I was working on feature generation. The goal is to find promising features that may separate the 2 classes better, BEFORE running the model.
The data is severely imbalanced, positive:negative is almost 1:80000.
The features are all continuous numerical data.
Last week I was checking the features through initial distribution to see whether the feature could separate the 2 classes better.
Here’s 2 sample Distribution Plots:
Red is positive class, and blue is negative class.
The way I was checking whether a feature could separate 2 classes here was to see whether there are larger areas with higher red percentage & lower blue percentage, or lower red percentage & high blue percentage.
Comparing with many other features I have generated which has large blue&red overlap, the first image shown above is already much better, and I considered that feature as a promising feature.
But my manager thinks it’s a bad distribution, instead he thinks the second image above shows a better feature.
The problem is, if you look at y-axis, the overlapped percentage of first image is not that high, but the overlapped area in the second image is not low.

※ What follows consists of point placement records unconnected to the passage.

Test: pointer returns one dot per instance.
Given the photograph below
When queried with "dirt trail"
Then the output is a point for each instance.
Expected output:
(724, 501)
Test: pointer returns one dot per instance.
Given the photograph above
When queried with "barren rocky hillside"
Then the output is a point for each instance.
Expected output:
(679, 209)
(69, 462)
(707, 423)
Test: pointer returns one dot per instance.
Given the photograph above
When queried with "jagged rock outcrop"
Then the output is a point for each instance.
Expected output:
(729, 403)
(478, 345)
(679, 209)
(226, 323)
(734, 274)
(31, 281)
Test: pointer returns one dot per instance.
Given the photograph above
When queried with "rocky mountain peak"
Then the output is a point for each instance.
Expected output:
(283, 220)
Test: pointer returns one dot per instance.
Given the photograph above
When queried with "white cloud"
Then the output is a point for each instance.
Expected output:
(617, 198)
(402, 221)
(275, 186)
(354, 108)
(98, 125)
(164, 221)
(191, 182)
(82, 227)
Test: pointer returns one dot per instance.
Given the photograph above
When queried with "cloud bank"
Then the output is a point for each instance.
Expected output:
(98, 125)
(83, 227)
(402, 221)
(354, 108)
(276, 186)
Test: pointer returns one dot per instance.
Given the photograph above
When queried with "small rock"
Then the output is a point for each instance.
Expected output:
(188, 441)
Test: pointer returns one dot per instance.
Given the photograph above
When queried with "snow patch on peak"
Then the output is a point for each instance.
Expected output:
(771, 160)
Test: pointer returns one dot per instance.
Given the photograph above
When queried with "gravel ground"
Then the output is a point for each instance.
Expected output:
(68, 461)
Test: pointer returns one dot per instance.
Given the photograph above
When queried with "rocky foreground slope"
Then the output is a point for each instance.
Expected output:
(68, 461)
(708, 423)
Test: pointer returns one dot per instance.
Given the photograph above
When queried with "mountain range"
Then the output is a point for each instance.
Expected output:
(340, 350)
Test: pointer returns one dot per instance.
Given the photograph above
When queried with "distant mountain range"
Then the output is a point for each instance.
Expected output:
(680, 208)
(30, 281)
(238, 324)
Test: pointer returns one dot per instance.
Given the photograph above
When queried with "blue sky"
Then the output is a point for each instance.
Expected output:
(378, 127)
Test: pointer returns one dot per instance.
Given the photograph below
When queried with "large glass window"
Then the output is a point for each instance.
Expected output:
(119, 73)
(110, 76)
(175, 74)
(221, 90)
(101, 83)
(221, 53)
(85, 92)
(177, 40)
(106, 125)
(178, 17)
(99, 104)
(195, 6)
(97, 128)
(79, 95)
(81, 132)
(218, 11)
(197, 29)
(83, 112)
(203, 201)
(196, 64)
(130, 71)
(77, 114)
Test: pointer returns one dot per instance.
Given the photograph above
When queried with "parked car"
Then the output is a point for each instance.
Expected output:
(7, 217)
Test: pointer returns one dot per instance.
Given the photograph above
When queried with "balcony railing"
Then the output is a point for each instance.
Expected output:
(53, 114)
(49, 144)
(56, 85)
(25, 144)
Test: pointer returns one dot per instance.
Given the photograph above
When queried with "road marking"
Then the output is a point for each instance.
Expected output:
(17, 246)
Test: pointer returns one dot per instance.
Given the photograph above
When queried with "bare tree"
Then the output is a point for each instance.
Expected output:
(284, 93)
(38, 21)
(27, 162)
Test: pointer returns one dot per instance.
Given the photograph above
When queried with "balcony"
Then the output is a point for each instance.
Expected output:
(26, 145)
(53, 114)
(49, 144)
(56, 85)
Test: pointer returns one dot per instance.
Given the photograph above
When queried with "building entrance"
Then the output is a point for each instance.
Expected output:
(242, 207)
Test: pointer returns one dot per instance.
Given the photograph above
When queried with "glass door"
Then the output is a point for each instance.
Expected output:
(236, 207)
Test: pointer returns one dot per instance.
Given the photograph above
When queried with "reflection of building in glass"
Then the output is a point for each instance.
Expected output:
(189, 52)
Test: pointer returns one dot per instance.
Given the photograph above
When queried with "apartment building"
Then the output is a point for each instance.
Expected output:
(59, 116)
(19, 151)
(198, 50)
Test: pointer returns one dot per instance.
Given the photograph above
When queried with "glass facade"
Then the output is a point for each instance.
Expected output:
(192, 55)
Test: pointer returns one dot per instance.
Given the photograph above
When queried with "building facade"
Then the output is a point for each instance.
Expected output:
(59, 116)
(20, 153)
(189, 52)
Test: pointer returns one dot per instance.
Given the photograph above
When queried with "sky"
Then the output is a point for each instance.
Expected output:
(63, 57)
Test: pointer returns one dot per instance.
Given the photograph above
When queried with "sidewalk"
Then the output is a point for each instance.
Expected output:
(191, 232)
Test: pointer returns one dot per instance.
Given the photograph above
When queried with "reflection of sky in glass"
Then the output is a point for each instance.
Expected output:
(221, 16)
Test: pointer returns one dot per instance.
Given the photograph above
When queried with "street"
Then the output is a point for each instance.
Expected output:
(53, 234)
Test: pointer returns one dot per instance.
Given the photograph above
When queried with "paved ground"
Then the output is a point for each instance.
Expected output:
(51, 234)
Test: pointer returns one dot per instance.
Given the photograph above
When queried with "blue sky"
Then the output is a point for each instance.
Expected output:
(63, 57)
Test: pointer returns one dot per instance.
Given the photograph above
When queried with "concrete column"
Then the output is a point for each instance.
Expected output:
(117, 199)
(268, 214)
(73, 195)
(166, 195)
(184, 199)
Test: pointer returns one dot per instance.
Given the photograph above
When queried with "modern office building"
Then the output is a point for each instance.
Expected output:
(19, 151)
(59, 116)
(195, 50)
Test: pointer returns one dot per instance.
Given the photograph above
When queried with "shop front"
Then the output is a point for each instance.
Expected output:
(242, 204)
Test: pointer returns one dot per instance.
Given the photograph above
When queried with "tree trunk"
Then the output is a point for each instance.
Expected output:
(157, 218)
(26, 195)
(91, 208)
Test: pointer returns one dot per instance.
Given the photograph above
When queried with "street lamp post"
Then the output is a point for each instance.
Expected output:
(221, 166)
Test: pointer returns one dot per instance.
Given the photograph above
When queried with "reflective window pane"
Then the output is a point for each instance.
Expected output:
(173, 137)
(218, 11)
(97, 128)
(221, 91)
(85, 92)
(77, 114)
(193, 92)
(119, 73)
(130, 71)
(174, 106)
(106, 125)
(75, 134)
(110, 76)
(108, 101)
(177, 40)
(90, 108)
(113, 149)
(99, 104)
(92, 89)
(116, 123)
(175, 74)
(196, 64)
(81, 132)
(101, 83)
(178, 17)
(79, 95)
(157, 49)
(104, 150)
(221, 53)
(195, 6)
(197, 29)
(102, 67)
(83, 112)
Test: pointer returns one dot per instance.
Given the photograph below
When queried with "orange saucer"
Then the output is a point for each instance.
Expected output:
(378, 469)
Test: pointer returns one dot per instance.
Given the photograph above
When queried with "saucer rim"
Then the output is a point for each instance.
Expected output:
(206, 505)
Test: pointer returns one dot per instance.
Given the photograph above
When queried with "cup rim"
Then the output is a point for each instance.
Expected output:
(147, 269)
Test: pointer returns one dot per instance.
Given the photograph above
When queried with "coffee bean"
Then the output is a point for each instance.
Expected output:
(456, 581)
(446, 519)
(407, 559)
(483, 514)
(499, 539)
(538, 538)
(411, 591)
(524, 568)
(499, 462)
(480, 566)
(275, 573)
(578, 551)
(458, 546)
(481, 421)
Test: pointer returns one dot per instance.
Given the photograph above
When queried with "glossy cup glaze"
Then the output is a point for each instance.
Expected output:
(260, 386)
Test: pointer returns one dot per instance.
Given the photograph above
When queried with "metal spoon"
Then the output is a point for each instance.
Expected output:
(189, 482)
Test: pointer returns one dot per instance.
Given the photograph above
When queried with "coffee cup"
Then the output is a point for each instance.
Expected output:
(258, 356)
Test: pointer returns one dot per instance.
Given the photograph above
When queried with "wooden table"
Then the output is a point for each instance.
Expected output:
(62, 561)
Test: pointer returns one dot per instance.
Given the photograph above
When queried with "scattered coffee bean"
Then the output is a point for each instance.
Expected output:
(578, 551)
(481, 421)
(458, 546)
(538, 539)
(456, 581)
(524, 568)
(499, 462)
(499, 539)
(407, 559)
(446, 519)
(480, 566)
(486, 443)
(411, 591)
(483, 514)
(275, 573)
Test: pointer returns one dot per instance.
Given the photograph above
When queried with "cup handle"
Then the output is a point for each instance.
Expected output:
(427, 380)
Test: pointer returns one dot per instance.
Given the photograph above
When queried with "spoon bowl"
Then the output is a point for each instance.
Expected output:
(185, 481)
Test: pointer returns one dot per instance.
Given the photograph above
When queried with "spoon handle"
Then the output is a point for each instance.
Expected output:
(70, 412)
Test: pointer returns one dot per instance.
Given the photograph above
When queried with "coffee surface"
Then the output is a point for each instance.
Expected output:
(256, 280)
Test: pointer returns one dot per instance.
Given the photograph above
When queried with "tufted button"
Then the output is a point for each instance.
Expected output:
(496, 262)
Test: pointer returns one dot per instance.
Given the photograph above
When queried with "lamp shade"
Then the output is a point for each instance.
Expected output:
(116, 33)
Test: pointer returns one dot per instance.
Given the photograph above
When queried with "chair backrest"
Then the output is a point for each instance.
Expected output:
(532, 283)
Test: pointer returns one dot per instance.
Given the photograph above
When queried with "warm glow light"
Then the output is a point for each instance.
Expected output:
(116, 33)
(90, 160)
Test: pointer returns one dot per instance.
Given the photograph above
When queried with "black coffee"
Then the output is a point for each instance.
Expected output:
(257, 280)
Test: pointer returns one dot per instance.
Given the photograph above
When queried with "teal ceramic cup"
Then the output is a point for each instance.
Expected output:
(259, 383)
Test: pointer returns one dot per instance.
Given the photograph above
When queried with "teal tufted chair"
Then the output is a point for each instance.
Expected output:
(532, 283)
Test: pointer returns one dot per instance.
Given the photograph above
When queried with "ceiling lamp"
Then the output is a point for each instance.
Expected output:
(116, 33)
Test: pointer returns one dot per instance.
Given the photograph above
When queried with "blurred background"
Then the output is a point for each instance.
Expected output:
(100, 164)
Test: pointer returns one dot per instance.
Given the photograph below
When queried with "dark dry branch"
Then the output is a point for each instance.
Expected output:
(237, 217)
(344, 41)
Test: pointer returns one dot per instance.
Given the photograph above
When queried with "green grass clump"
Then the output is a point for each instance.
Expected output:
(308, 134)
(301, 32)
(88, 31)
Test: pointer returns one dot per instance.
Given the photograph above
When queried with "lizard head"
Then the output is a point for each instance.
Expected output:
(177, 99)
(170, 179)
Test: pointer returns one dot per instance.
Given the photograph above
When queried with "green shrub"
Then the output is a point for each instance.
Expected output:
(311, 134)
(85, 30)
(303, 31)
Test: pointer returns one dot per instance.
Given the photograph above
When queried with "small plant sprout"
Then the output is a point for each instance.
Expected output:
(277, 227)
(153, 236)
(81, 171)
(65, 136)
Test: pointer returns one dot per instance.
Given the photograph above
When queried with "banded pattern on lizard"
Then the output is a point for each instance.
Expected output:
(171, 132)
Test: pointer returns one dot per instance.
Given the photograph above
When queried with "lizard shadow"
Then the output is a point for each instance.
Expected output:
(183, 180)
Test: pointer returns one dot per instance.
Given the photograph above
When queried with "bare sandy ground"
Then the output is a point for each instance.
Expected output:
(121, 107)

Now I decided to just prove each feature importance by running the model, such as removing each feature and check out of bag score from random forest, or just check feature importance after running the models. Although the severe data imbalance situation made it difficult to check each feature importance.
So, the question is, is there any good way to explore whether a feature is promising BEFORE running the model? In such data imbalanced situation?
If we have to run the model to understand whether each feature is importance, in such data imbalanced situation, what will be recommended methods to do?